Centrist American think tank

The Progressive Policy Institute (PPI) is a non-profit 501(c)(3) organization that serves as a public policy think tank in the United States. The Democratic Leadership Council (DLC) founded it in 1989. The think tank has been described as a centrist Democratic institution.

== History ==
The Progressive Policy Institute was founded in 1989 by the Democratic Leadership Council (DLC) as a vehicle for developing new policy ideas for centrist Democrats. During the 1990s, the institute became closely associated with the "New Democrat" movement and contributed to policy debates on trade, welfare reform, and globalization. In 2020, the Neoliberal Project joined PPI as the Center for New Liberalism, which later became the organization's rebranded identity in 2022.

==Key people==
Its president is Will Marshall, who writes on foreign policy, defense, national service, globalization, trade policy, and cultural issues. The organization's executive director is Lindsay Lewis. Its chief economic strategist is Michael Mandel, who writes on innovation, growth, and the reduction of what he described as "regulatory accumulation". Several former leading government officials have held senior positions or affiliations with the organization, including William Galston, Austan Goolsbee, Elaine Kamarck, Bruce Reed, Andrew Rotherham, Robert J. Shapiro, Paul Weinstein, and Ed Gresser.

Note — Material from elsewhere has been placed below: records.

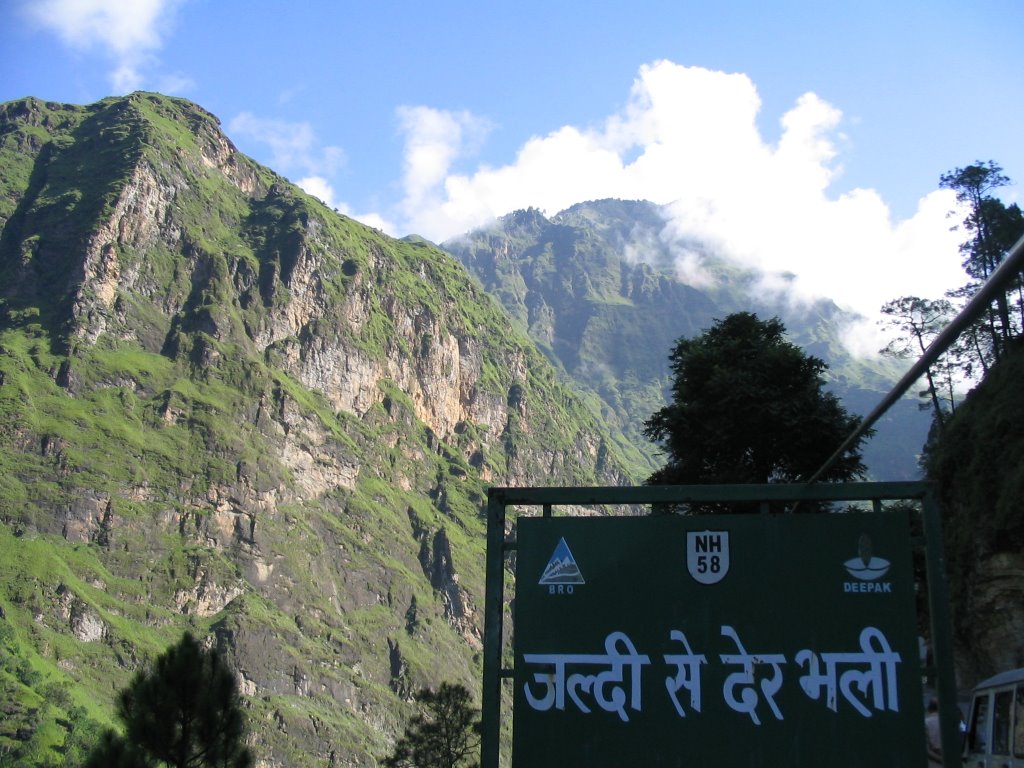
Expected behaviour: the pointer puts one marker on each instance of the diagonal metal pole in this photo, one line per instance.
(1010, 268)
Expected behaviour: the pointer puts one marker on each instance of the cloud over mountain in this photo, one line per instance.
(688, 137)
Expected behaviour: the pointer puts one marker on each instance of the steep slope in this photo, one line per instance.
(977, 466)
(224, 408)
(602, 290)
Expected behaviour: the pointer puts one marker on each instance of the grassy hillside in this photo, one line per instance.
(226, 409)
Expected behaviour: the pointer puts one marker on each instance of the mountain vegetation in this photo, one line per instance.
(228, 410)
(976, 465)
(749, 407)
(183, 713)
(606, 292)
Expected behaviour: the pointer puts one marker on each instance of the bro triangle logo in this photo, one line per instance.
(561, 568)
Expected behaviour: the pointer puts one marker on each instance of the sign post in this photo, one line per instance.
(754, 640)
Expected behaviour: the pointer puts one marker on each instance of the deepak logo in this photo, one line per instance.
(867, 568)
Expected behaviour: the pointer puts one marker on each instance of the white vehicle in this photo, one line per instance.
(995, 726)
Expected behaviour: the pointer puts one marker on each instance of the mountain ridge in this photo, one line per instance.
(601, 288)
(229, 410)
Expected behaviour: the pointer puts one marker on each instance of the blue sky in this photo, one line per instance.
(794, 136)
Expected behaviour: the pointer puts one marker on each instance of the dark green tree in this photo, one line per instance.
(749, 407)
(184, 712)
(445, 734)
(919, 322)
(992, 228)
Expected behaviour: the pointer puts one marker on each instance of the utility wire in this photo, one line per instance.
(1010, 268)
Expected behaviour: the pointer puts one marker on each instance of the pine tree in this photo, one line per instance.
(444, 735)
(749, 407)
(184, 712)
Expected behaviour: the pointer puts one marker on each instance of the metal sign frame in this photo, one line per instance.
(500, 499)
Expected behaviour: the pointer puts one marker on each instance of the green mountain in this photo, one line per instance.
(226, 409)
(601, 290)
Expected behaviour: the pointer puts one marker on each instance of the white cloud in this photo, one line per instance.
(688, 138)
(321, 188)
(434, 138)
(128, 31)
(294, 146)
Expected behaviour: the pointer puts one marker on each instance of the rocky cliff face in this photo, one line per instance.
(229, 409)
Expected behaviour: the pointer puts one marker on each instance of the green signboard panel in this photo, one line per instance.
(732, 640)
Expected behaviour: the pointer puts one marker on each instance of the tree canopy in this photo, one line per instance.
(183, 712)
(749, 407)
(445, 734)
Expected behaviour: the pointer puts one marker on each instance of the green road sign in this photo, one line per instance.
(726, 640)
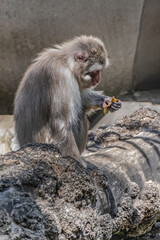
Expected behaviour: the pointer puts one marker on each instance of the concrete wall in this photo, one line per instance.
(27, 27)
(147, 59)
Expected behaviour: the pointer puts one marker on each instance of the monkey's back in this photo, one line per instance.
(32, 103)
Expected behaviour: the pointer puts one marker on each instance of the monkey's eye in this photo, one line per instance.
(81, 57)
(101, 61)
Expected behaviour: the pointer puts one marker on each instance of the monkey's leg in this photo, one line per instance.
(63, 139)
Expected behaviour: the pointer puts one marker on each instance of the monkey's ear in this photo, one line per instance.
(81, 57)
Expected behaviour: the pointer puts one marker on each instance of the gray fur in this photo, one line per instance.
(56, 93)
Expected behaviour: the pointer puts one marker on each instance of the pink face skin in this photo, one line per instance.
(92, 77)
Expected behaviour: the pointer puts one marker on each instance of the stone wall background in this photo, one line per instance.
(129, 29)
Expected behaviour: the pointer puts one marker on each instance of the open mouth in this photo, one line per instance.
(95, 77)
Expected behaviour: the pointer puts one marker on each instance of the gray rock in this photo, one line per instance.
(44, 196)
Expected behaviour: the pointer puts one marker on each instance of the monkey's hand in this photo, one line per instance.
(111, 104)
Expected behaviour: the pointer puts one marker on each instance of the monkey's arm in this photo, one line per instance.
(95, 99)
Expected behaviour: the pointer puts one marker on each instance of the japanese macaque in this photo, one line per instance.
(57, 92)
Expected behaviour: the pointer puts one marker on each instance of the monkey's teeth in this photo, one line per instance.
(87, 77)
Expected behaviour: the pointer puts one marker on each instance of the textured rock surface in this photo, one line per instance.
(44, 196)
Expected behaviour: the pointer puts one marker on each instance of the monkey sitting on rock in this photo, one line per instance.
(57, 92)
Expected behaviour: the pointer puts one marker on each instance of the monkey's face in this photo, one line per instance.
(90, 59)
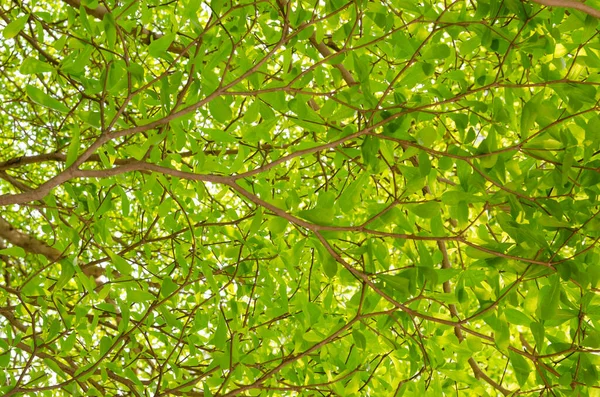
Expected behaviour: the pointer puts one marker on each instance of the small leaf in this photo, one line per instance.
(425, 210)
(34, 66)
(427, 136)
(67, 272)
(516, 317)
(521, 367)
(549, 299)
(73, 147)
(159, 46)
(220, 110)
(41, 98)
(351, 194)
(167, 287)
(359, 339)
(13, 28)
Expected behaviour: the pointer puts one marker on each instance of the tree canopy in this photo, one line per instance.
(299, 198)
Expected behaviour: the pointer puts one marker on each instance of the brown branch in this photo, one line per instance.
(146, 36)
(570, 4)
(27, 242)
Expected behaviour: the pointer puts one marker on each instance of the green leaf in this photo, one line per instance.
(73, 147)
(220, 110)
(158, 47)
(425, 210)
(549, 299)
(516, 317)
(520, 366)
(351, 194)
(167, 287)
(426, 136)
(359, 339)
(34, 66)
(120, 263)
(14, 27)
(66, 274)
(43, 99)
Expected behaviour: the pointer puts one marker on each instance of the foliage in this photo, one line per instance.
(334, 198)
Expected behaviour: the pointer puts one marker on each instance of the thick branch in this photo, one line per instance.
(570, 4)
(145, 35)
(27, 242)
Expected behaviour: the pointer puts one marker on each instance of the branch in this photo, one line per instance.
(141, 32)
(27, 242)
(570, 4)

==Center for New Liberalism==

In February 2020, the Center for New Liberalism (CNL) (formerly known as the Neoliberal Project) joined as a new initiative of the Progressive Policy Institute. Their network comprises over eighty chapters across the world. The national organization produces a podcast, conference, and livestreamed events. The organization also runs a satirical annual competition to select the "Shill" of the year. In September 2022, the organization full rebranded itself under the "Center for New Liberalism." Since joining PPI, CNL has held events with Senator John Hickenlooper, Governor Jared Polis and were guests at the White House during the Biden administration.

== Policy focus ==
PPI has emphasized centrist and market-friendly approaches to economic and social policy. Its chief economic strategist Michael Mandel has argued for regulatory reform to reduce what he calls “regulatory accumulation.” The institute has also published work on innovation policy, globalization, trade, foreign affairs, and national service. Former affiliated scholars such as William Galston, Austan Goolsbee, and Elaine Kamarck have contributed to debates on welfare reform, education, and democratic governance.